Utley emphasizes that working creatively with AI does not mean conceding agency to the machine. When done skillfully, he says, it’s more like having a thought partner in the process, one that helps him move past what he calls “cognitive bottlenecks” and pushes him to think harder and more creatively. “Is the human catatonic or is the human wildly engaged in their life and practice?” Utley asks, noting he still reads books and does his own research.
“AI is about expanding the surface area of possibility,” he said.
Utley’s 5-minute emotional decision drill
Utley sees how AI can spur solutions to many kinds of questions, including emotional ones. For example, think of an emotional decision you’re wrestling with right now—anything you’d talk to a best friend about. Career crossroads, a difficult conversation you’re avoiding, or whether to take on a new project.
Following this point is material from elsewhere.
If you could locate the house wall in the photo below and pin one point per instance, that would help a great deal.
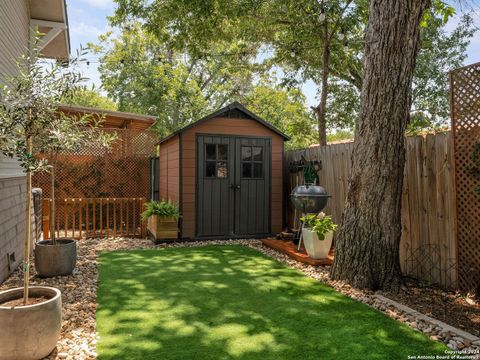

Open ChatGPT and say, “I’m wrestling with a decision. Before you give me any advice, please ask me three questions to understand my situation better.”
Then just talk to it. Answer the questions. Let it ask follow-ups.
That 5-minute exercise shows you what AI collaboration actually feels like—and it’s nothing like a Google search. “Most people walk away going, ‘Oh, that’s what he meant by teammate,'” Utley said.